Fitting, that his brother should be the one to end this.
He saw a shadow behind Brendan, and then as his brother grabbed for the Archivist, he saw his twin stumble.
He felt the knife, somehow. Its phantom shadow slid into his back, and he felt its cold presence tear his heart in two.
No. NO!
Jess must have shouted it, must have screamed, but he didn't hear himself doing it; he was too far away to get to his brother, but he ran, dodging the claws and spears of automata, launching himself up to grab the railing, and when he landed on the floor of the box, the Archivist was being pushed toward an exit that had opened in the floor. A trapdoor.
The black shadow was a High Garda uniform without insignia, and she was hurrying the old man into the escape hatch. As she looked back, her gaze caught Jess's.
Green eyes. A sharp, pale face.
In her hand, a bloody dagger.
Zara.
Anit lunged for the opening, but it slammed shut before she could reach it. Santi leaped over Gregory's fallen body and reached the trapdoor a second later, but it was seamless from this side.
"Find the exit!" Santi shouted. He'd gone sickly pallid, and Jess knew he'd seen her, too.
Zara Cole had betrayed all of them.
Zara Cole had murdered his brother.
Jess didn't watch the rest. He grabbed Brendan from where he'd fallen. His twin was still breathing, but his eyes were already blind and wide, as if he were trapped in a dark, dark room searching for an exit.

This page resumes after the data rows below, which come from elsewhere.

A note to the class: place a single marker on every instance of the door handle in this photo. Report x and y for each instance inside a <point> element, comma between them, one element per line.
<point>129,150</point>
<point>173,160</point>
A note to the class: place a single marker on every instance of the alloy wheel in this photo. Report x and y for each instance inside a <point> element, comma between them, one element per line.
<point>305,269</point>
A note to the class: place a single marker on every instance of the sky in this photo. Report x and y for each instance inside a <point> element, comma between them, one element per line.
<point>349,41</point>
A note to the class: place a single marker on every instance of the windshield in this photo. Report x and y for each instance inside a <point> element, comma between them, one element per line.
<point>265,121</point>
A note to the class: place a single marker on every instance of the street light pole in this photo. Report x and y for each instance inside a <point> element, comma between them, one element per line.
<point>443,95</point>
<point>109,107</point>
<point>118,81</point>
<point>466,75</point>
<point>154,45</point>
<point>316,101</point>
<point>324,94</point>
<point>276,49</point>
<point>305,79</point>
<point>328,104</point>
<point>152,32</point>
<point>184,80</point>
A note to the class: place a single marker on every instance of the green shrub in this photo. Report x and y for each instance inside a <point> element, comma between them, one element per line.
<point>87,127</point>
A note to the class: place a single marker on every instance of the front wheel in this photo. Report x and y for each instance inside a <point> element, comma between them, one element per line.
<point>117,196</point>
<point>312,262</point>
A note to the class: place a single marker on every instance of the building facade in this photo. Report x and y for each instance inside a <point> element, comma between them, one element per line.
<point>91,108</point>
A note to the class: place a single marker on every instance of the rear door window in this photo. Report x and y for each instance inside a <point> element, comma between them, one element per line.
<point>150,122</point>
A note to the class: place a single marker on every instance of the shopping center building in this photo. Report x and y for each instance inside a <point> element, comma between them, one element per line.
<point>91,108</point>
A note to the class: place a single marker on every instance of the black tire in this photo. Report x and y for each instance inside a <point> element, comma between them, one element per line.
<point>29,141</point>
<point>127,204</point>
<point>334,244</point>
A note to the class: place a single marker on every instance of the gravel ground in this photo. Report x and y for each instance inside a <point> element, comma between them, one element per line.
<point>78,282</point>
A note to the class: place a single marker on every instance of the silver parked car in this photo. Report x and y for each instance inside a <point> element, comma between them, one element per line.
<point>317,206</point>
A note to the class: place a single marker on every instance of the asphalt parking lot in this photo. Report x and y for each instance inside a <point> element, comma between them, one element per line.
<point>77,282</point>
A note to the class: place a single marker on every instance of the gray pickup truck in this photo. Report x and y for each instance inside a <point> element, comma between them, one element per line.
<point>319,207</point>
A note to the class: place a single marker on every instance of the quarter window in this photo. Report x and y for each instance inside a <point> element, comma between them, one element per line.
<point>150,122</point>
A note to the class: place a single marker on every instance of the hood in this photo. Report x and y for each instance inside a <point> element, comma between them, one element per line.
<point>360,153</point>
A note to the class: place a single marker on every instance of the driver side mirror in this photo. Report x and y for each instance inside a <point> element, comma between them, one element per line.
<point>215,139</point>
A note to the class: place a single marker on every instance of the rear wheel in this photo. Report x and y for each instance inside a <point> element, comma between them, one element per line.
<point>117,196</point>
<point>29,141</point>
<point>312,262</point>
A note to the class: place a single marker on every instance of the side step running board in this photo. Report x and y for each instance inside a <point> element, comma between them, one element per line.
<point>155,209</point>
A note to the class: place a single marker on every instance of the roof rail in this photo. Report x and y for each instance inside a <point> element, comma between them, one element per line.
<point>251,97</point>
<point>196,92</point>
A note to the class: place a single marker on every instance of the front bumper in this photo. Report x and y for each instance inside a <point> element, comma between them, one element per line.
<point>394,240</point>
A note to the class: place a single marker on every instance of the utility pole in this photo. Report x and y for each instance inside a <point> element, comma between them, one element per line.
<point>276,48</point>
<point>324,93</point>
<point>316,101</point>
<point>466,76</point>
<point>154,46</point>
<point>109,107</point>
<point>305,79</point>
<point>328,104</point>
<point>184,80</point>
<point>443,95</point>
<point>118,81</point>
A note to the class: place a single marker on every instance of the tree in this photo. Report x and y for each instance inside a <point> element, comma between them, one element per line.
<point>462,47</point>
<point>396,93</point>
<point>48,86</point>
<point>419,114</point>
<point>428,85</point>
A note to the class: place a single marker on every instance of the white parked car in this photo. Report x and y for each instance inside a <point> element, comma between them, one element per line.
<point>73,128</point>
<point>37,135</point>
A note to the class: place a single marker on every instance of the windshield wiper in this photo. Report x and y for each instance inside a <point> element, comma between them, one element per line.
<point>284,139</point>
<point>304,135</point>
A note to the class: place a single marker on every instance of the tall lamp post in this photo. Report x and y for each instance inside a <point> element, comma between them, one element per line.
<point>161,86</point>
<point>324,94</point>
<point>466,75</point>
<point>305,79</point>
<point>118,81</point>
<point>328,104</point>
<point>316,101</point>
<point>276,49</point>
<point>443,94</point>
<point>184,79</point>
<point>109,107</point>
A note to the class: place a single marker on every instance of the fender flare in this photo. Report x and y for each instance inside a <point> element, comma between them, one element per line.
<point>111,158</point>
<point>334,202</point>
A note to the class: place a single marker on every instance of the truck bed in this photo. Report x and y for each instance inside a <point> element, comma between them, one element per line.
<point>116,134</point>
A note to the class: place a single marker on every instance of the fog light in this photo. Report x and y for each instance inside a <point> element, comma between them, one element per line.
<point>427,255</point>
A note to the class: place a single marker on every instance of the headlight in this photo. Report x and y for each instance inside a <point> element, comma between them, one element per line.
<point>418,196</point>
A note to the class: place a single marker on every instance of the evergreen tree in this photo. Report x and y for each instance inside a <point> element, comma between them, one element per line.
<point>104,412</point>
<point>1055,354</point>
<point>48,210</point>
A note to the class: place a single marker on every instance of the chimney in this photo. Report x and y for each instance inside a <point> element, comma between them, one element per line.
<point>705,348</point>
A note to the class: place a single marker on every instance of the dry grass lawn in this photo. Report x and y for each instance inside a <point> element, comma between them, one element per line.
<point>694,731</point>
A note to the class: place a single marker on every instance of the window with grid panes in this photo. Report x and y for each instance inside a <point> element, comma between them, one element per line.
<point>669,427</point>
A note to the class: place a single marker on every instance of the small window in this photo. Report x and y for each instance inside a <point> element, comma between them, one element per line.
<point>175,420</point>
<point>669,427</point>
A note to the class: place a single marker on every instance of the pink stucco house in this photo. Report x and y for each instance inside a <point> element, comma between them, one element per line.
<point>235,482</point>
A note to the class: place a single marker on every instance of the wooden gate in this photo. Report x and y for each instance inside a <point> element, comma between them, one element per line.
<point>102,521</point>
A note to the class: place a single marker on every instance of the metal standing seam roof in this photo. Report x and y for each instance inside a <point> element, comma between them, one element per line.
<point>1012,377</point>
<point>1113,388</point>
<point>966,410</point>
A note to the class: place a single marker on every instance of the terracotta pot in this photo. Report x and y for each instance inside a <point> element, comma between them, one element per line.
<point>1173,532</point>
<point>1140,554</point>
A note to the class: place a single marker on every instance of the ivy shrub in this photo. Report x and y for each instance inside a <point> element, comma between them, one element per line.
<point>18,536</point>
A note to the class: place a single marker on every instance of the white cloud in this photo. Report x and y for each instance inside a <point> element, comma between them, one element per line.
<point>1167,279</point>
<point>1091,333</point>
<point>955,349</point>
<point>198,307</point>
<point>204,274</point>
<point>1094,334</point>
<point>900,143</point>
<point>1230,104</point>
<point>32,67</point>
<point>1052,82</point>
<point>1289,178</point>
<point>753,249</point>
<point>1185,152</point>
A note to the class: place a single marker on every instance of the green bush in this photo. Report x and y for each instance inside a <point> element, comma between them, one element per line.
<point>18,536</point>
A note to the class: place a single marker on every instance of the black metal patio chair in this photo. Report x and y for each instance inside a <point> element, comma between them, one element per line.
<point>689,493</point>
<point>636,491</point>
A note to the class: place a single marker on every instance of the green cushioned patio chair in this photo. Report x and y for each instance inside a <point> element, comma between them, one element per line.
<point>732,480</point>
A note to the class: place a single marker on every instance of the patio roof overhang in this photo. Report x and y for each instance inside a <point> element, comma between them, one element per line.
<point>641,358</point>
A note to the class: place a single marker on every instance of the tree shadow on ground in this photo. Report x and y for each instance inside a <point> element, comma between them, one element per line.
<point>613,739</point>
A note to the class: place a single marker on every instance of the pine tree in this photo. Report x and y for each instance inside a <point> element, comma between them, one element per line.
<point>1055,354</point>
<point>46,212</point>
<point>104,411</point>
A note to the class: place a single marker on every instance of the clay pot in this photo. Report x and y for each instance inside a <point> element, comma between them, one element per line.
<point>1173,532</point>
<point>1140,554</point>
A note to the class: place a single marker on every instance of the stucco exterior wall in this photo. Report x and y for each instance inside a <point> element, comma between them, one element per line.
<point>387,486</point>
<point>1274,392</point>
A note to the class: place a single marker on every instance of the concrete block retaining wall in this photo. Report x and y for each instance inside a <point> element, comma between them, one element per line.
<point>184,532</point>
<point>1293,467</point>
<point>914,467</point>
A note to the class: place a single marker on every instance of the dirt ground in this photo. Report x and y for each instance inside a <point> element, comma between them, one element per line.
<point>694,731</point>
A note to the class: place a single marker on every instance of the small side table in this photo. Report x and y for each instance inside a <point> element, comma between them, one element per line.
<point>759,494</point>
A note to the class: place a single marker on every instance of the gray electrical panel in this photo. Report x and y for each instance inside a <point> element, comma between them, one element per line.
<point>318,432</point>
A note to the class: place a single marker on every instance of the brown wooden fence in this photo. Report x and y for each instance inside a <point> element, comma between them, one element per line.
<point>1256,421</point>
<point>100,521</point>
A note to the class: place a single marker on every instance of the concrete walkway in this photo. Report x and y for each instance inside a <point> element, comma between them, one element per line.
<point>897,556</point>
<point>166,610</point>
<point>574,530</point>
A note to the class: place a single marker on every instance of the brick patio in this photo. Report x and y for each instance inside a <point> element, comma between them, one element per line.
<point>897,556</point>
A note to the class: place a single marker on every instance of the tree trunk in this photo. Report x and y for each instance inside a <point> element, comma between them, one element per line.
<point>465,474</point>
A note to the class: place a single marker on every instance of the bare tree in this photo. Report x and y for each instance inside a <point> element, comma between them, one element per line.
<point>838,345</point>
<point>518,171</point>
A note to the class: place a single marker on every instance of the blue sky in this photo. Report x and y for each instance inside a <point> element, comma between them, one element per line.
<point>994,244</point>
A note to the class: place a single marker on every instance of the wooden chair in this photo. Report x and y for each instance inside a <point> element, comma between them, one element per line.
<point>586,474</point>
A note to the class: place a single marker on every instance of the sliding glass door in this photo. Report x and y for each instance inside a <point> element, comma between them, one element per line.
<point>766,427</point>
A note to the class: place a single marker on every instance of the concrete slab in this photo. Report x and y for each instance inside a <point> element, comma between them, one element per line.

"Jess?" he whispered. "Jess?"
"I'm here, Brother," he said, and grabbed Brendan's trembling hand. No blood on Brendan's front. The wound was in the back, invisible. Deep. Deadly. "Medica! I need a Medica!"
"Jess," Brendan gasped. Blood on his lips. Foaming from his mouth. "Jess, tell Da--"
And then he was gone. Just . . . gone. Brendan lay heavy in his arms, and just a moment ago, seconds ago, he had been vital and alive and his brother.
"Brendan!" Anit was by him now. And Santi. Santi tried to take his brother away, and he shoved the man backward, hard.